Adi menjelaskan, dua tersang­ka yang berkasnya enam kali di­kembalikan ke kepolisian adalah atas nama NHB (Nirmal Hiro Bar­wani) selaku Direktur Utama PT Colibri Network dan KP (Kris­nawan Pribadi) selaku Wakil Di­rektur PT Telkomsel. “Pe­ngem­balian berkas untuk keenam kalinya kepada penyidik kepoli­sian, telah kami lakukan pada 9 Oktober lalu,” katanya.

Berkas yang dikembalikan itu, lanjut Adi, juga masih berisi se­jumlah petunjuk dari jaksa pe­neliti yang mesti dilengkapi pe­nyidik kepolisian. “Kami akan tunggu sampai petunjuk itu di­leng­kapi,” ujar bekas Asisten Intelijen Kejaksaan Tinggi DKI Jakarta ini.

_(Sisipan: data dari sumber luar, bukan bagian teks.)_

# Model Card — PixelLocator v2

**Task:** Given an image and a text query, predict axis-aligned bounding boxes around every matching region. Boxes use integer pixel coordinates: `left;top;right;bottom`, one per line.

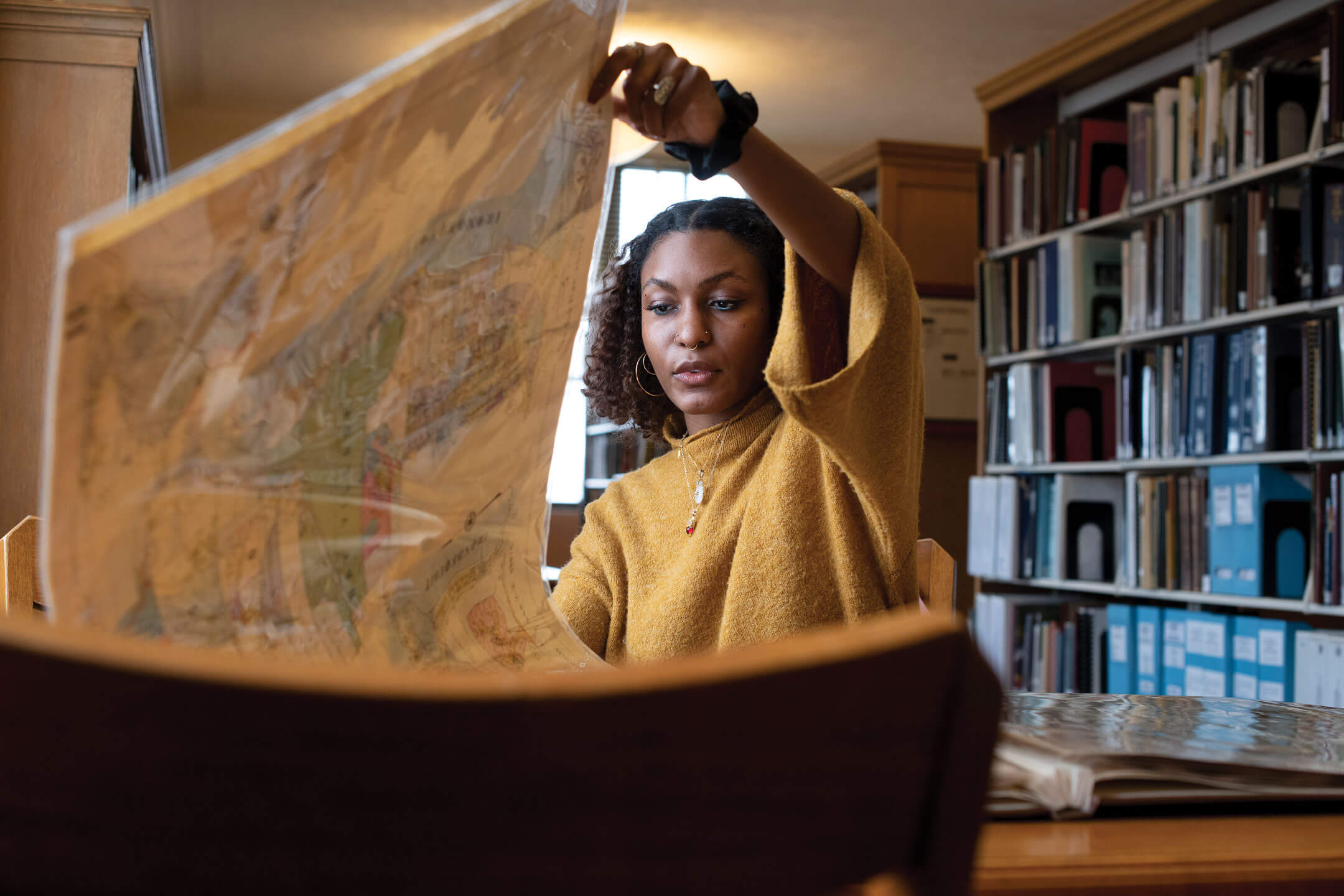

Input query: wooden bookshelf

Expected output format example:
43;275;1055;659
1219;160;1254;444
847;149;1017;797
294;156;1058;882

976;0;1344;627
0;0;168;532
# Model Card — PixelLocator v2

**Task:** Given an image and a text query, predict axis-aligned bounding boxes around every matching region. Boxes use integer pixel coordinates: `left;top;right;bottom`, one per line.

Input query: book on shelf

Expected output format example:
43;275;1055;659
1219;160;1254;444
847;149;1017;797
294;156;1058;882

986;362;1116;465
1284;623;1344;707
1116;322;1328;459
1121;470;1208;591
586;426;666;481
1208;464;1312;599
981;45;1340;255
986;693;1344;818
971;592;1344;708
976;234;1125;355
972;594;1106;693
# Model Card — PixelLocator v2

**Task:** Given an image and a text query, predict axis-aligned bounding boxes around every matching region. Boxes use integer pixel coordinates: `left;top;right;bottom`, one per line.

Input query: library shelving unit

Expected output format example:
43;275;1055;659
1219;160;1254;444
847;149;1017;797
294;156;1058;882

976;0;1344;628
0;0;168;533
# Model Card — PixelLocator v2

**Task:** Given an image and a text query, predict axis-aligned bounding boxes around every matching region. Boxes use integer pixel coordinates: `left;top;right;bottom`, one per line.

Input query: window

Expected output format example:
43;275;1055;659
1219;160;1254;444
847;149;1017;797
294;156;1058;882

546;167;746;504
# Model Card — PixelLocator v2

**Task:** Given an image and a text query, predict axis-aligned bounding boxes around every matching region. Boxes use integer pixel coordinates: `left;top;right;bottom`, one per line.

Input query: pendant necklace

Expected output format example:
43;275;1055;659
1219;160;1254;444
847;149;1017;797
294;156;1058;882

676;423;732;536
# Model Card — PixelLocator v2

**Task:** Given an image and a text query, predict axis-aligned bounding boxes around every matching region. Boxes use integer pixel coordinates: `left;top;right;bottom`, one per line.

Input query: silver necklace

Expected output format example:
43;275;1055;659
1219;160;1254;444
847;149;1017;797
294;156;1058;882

676;421;737;536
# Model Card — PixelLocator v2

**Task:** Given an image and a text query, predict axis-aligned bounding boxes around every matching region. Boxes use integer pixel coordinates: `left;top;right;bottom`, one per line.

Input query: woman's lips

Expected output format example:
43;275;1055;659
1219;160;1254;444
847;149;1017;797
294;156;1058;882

672;371;717;386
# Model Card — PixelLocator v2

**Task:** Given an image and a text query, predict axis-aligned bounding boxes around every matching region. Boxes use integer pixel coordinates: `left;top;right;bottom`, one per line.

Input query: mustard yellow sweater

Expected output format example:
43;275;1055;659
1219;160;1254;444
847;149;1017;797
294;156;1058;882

554;192;923;664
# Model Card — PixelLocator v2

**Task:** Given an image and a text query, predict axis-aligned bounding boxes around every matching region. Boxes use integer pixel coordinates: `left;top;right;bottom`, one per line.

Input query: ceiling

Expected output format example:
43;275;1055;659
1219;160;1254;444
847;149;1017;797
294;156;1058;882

110;0;1133;167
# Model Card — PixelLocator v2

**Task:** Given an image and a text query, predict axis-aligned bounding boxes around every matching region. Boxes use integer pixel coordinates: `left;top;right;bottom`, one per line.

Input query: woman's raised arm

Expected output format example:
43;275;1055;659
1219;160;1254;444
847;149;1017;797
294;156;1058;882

589;43;859;296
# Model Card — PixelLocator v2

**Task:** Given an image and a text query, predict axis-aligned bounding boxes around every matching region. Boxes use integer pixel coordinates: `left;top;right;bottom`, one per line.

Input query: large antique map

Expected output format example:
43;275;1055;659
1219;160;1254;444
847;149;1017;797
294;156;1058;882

43;0;620;669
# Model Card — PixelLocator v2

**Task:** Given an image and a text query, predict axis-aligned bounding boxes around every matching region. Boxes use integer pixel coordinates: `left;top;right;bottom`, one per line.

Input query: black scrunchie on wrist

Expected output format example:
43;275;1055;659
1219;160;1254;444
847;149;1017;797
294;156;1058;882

663;81;759;180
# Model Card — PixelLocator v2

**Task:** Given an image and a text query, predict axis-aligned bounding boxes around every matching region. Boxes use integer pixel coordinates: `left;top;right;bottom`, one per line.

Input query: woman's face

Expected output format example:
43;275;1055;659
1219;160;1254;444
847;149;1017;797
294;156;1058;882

640;230;772;431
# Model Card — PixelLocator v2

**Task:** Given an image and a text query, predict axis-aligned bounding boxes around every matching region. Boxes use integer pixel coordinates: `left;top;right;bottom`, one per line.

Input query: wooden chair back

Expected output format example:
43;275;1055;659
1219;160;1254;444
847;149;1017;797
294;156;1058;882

0;602;999;896
0;516;43;618
915;539;957;614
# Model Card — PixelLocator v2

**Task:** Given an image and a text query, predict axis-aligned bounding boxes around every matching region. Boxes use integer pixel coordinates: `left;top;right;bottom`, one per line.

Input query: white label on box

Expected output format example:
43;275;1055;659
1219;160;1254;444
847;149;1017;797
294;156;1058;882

1259;628;1284;666
1136;622;1157;676
1185;619;1225;660
1213;485;1233;525
1200;669;1227;697
1233;634;1255;662
1235;482;1255;525
1185;666;1204;697
1110;626;1129;662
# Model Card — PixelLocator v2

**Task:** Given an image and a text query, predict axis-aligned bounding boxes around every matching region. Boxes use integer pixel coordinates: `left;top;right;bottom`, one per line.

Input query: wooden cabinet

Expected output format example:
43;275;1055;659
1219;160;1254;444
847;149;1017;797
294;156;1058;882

0;0;167;532
820;140;980;297
818;140;981;611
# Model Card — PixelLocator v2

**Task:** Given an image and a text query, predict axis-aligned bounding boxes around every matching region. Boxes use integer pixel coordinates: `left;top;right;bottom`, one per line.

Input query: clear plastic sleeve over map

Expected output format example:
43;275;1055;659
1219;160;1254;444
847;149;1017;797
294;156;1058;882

44;0;620;669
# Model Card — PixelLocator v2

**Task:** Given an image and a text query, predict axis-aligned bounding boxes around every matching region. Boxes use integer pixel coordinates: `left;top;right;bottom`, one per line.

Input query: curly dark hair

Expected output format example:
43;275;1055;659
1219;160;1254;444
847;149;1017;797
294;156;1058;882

583;196;783;441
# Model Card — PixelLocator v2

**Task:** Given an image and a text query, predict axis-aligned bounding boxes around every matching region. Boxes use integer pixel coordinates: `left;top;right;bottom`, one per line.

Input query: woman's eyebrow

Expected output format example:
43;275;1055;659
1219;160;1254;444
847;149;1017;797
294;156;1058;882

644;269;751;293
700;269;750;286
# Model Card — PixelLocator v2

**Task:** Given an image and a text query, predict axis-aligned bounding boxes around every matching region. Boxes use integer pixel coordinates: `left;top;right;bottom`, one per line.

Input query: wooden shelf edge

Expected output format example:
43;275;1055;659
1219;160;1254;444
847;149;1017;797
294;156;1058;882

976;0;1220;113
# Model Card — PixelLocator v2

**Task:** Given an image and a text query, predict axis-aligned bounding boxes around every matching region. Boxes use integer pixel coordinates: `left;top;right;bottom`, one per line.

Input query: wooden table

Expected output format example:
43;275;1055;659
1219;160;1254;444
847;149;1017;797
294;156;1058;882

972;814;1344;896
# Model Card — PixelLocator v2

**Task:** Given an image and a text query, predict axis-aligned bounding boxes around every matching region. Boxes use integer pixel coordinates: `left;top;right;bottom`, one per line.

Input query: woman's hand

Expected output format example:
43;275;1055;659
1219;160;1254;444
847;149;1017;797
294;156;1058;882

589;43;723;146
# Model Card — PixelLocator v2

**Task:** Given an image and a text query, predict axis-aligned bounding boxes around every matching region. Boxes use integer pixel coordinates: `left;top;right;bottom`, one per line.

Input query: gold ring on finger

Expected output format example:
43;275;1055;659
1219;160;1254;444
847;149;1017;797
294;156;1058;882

653;75;676;106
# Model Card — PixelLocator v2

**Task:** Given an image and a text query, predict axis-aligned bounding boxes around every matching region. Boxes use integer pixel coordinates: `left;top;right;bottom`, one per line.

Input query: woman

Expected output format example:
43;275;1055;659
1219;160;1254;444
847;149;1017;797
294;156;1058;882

554;44;923;662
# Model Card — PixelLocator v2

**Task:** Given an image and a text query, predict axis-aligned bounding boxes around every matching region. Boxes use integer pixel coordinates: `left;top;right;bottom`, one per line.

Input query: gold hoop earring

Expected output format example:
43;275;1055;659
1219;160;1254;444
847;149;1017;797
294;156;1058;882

635;352;666;398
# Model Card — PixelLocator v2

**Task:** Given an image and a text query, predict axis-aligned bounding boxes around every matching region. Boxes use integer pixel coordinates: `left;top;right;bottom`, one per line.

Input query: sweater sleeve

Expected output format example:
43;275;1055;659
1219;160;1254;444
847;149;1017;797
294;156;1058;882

551;500;625;660
765;191;923;571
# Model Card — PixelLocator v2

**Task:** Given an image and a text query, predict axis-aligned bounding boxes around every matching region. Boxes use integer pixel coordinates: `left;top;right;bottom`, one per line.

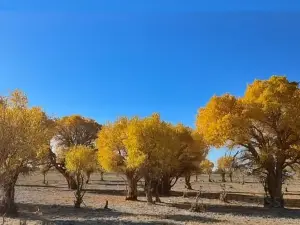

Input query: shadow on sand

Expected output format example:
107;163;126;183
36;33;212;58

12;203;224;225
167;202;300;219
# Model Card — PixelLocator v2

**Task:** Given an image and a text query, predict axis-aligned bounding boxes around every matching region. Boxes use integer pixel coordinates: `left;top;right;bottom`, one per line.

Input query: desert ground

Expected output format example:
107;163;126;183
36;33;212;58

0;171;300;225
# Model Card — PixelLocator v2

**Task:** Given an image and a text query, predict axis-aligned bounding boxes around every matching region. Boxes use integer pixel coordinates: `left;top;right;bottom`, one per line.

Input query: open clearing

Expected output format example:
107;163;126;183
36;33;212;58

4;171;300;225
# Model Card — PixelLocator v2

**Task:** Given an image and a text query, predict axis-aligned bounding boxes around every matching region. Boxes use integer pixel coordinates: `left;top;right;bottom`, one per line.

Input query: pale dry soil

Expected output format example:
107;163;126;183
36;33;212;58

0;171;300;225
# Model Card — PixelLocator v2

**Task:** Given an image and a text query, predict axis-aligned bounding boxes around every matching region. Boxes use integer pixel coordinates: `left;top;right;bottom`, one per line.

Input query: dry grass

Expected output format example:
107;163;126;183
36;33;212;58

5;172;300;225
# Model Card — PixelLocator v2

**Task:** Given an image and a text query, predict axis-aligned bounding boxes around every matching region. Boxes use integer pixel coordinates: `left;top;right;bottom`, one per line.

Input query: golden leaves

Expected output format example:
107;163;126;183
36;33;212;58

65;145;97;174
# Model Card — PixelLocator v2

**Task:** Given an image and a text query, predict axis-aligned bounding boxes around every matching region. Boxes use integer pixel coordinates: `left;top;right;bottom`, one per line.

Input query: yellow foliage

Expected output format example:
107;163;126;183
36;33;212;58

0;91;53;173
218;156;234;172
55;115;101;148
96;113;208;177
65;145;97;174
200;159;214;174
196;76;300;170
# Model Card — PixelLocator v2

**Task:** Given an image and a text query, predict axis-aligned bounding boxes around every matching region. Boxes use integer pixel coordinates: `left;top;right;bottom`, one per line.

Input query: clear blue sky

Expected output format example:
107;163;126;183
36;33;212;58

0;0;300;164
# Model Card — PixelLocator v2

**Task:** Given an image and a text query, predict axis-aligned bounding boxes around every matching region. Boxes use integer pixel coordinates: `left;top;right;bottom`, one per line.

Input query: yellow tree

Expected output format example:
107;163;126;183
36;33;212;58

0;91;53;215
200;159;214;182
126;113;179;203
218;155;234;182
49;115;101;189
65;145;97;208
96;117;143;200
196;76;300;207
151;124;208;195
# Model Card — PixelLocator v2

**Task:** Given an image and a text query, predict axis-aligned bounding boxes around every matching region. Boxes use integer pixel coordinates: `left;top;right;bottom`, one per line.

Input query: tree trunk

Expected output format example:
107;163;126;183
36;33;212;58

49;149;77;190
229;172;232;183
43;173;46;184
145;177;153;204
100;171;104;181
85;172;92;184
208;173;212;182
221;172;226;182
0;174;19;216
65;175;77;190
185;173;192;190
158;175;172;196
155;180;161;202
264;168;284;208
126;172;138;201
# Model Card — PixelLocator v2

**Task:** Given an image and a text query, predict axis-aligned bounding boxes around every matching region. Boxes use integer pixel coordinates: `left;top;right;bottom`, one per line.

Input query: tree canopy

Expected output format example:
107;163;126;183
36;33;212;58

0;90;53;215
196;76;300;205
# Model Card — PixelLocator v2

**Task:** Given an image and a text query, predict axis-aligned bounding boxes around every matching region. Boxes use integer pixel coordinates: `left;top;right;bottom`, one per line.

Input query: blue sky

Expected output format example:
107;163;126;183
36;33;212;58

0;0;300;164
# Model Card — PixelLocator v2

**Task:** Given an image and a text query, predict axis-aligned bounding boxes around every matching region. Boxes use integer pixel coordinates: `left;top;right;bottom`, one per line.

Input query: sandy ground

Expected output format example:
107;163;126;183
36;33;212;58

0;172;300;225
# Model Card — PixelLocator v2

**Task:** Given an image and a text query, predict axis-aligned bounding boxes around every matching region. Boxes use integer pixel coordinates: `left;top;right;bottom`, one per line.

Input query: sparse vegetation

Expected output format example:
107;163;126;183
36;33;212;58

0;76;300;224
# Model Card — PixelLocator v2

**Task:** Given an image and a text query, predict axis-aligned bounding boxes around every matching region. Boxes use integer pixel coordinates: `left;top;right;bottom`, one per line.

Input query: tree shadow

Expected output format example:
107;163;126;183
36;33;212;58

85;188;145;197
14;203;224;225
166;202;300;219
16;184;67;189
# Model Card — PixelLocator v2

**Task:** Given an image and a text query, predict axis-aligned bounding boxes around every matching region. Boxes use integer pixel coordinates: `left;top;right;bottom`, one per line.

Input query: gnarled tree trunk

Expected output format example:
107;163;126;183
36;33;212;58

126;172;138;201
208;173;212;182
145;176;153;204
85;171;92;184
229;172;233;183
264;168;284;208
221;172;226;182
184;173;192;190
49;149;77;190
100;171;104;181
157;175;173;196
0;173;19;216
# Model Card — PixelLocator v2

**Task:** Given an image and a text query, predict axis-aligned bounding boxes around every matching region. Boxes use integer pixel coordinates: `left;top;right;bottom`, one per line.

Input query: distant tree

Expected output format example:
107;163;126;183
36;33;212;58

218;155;234;182
200;159;214;182
0;90;53;215
159;124;209;195
65;145;96;208
197;76;300;207
50;115;101;189
96;117;142;200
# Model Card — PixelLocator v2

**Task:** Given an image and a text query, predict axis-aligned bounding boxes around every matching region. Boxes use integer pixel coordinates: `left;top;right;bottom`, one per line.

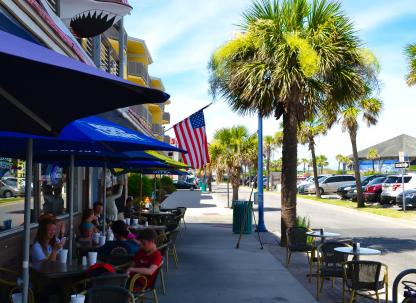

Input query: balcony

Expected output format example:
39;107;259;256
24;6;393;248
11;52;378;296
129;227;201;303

152;124;164;136
127;61;151;85
163;136;170;144
130;105;152;125
162;112;170;124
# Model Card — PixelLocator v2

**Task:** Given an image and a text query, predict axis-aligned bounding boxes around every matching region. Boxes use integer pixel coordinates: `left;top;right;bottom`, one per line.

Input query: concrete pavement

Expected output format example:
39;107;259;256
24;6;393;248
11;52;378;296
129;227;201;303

160;191;316;303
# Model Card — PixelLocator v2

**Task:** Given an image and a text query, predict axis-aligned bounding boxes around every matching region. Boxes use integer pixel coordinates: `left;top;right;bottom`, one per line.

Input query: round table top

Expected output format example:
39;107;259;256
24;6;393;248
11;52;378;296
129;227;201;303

306;231;341;238
31;261;88;279
334;247;381;256
129;225;166;230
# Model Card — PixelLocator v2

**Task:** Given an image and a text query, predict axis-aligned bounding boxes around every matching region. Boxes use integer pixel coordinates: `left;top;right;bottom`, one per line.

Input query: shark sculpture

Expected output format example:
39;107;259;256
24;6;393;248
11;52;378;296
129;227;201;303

60;0;132;38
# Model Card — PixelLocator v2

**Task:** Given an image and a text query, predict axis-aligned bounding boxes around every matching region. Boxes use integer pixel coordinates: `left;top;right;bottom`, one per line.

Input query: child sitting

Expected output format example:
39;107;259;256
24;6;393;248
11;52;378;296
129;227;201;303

127;229;163;289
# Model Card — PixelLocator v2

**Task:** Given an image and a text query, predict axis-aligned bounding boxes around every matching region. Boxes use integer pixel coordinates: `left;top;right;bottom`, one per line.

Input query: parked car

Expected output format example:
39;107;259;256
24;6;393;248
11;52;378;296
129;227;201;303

0;178;25;198
297;175;331;195
173;180;196;190
363;176;388;203
337;174;386;201
396;189;416;209
380;174;416;204
305;175;355;195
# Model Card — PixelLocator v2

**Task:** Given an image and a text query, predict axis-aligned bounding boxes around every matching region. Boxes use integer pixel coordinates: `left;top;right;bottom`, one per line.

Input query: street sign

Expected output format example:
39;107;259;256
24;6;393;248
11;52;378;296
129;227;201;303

394;161;410;168
396;151;404;164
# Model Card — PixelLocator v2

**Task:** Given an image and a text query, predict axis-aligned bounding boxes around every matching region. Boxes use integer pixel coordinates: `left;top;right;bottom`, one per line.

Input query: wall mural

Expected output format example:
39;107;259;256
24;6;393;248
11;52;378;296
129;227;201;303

60;0;132;38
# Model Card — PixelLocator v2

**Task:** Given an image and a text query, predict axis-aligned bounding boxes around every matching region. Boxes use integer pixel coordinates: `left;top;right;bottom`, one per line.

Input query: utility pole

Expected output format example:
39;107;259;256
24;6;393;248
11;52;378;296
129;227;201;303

257;111;267;232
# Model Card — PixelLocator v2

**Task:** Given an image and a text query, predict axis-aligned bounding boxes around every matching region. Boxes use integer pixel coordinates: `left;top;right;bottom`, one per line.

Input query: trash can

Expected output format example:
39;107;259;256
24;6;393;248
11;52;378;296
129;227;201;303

233;201;253;234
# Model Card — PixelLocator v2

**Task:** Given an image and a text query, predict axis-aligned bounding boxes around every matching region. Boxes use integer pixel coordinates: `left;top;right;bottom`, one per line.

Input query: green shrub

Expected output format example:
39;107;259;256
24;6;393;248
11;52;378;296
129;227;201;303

129;174;153;198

Untuk berkas tersangka yang ketiga, atas nama WMH (Windra Mai Harianto) selaku Direktur Uta­ma PT Media Play dikem­balikan untuk ketiga kalinya pada hari yang sama. “Untuk berkas WMH, dikembalikan juga, yang ketiga kalinya,” ucapnya.

Berkas ketiga tersangka itu di­buat secara terpisah. Petunjuk yang diberikan jaksa peneliti pun di­sampaikan secara terpisah. “Ber­kas berbeda dengan tersang­ka yang berbeda, displit,” ujar be­kas Kepala Kejaksaan Tinggi Kepulauan Riau ini.

­Ketika ditanya, mengapa pe­nanga­nan kasus ini begitu lama, Adi menyatakan bahwa pihaknya tetap menunggu kelengkapan berkas dari penyidik kepolisian. “Kami tetap berpegang pada ke­tentuan dan mekanisme hukum. Jika petunjuk yang diberikan jaksa belum lengkap, tentu belum bisa naik ke penuntutan. Jadi, masih di kepolisian,” katanya.

Sebagai latar, kepolisian mene­tapkan tiga tersangka kasus pen­curian pulsa. Ketiganya disangka punya peran penting dalam kasus penyedotan pulsa konsumen.

Seperti pernah dijelaskan Boy Rafli Amar saat menjabat Kepala Bagian Penerangan Umum Polri, tiga tersangka itu adalah KP sela­ku Vice Presiden Digital Music Content Management PT Tel­komsel. Tersangka kedua adalah NHB selaku Direktur PT Colibri Network. Tersangka ketiga ber­inisial WMH sebagai Direktur PT Mediaplay.

Ketiga tersangka itu adalah penandatangan perjanjian kerja­sama antara Telkomsel de­ngan pe­rusahaan penyedia lay­a­nan content provider.

Boy menambahkan, KP dite­tap­kan sebagai tersangka pada 8 Maret 2012. Sedangkan status dua tersangka lainnya ditetapkan penyidik pada 6 Maret 2012.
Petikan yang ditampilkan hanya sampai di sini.